Fiéis de todas as idades se reuniram para prestar suas últimas homenagens ao líder religioso no Centro Mundial da Paz “Cheong Shim” (“mente pura”, em coreano), o impressionante templo da seita que possui capacidade de receber 50 mil pessoas e que se encontra sobre uma montanha do condado sul-coreano de Gapyeong, a 60 quilômetros da capital Seul.

“Estou muito triste porque o reverendo era como meu autêntico pai”, afirmou à Agência Efe Bae Heung-Won, integrante deste movimento neocristão que conta com mais de 3 milhões de adeptos em mais de 190 países e que considera Moon como um “verdadeiro pai” da humanidade.

Apesar da tristeza nos rostos dos fiéis, não se escutavam prantos dentro do templo e, inclusive, em frente ao altar onde encontrava o corpo do reverendo. Isso porque, a filosofia dos “moonies”, como são chamados os seguidores de Moon, recebem a morte não como um motivo de tristeza, mas de alegria.

“No momento da morte, nosso espírito deve se sentir mais alegre e emocionado que uma recém-casada quando visita seu cônjuge pela primeira vez”, dizia Moon, que também era reconhecido pela realização de impressionantes casamentos coletivos.

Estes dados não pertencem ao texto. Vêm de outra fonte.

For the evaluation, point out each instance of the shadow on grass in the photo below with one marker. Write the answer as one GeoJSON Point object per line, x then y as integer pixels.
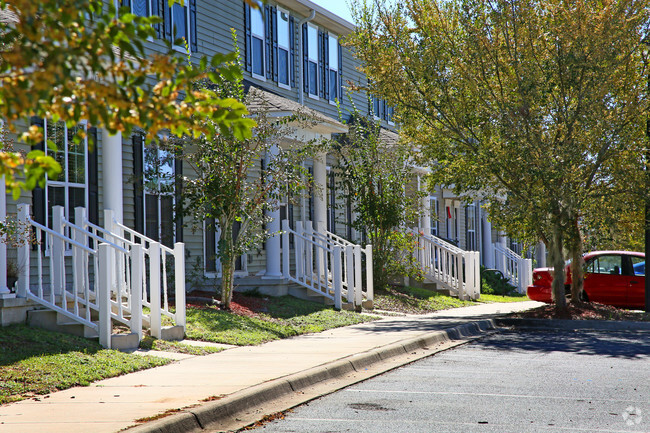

Com a solene melodia Arirang – hino extra-oficial do povo coreano – como trilha sonora da cerimônia, o filho mais novo do reverendo e líder da Igreja da Unificação desde 2008, Hyung Jin Moon, coordenou o evento de hoje.

Assim como seu pai, o jovem Moon, de 32 anos, “possui uma especial liderança espiritual e um dom para guiar as pessoas”, assegurou à Agência Efe o octogenário Bo Hi Pak, mão direita do falecido reverendo e presidente da fundação cultural auspiciada pela Igreja da Unificação.

Pak revelou que o altar dedicado a Sun Myung Moon, que permanecerá aberto até a próxima quinta-feira, receberá, além de fiéis, curiosos e veículos da imprensa internacional, o presidente da Coreia do Sul, Lee Myung-bak, e outras autoridades políticas e empresariais.

Concluído esse período de luto, no dia 15 de setembro, será realizado o funeral do reverendo, que será enterrado neste mesmo dia. Dois dias depois, a viúva de Moon, Hak Ja Han, “indicará aos fiéis de todo o mundo as diretrizes que serão seguidas pela seita” após a morte do “messias”.
Segundo Pak, a Igreja da Unificação não deve apresentar “grandes mudanças”, já que “a morte de Moon servirá para dar ainda mais inspiração e continuidade ao seu trabalho”.
Já no âmbito econômico, Kook Jin Moon, quarto filho do líder religioso, seguirá à frente do império econômico que a Igreja acumulou desde sua fundação em 1954 sob o conglomerado Tongil Group.
O grupo financeiro de Moon, que abrange desde instituições educativas e veículos de comunicação até uma fábrica de automóveis na Coreia do Norte, também é dono do Seongnam Ilhwa Chunma, o time de futebol com mais títulos no Campeonato Sul-coreano e torcedores (muitos deles fiéis).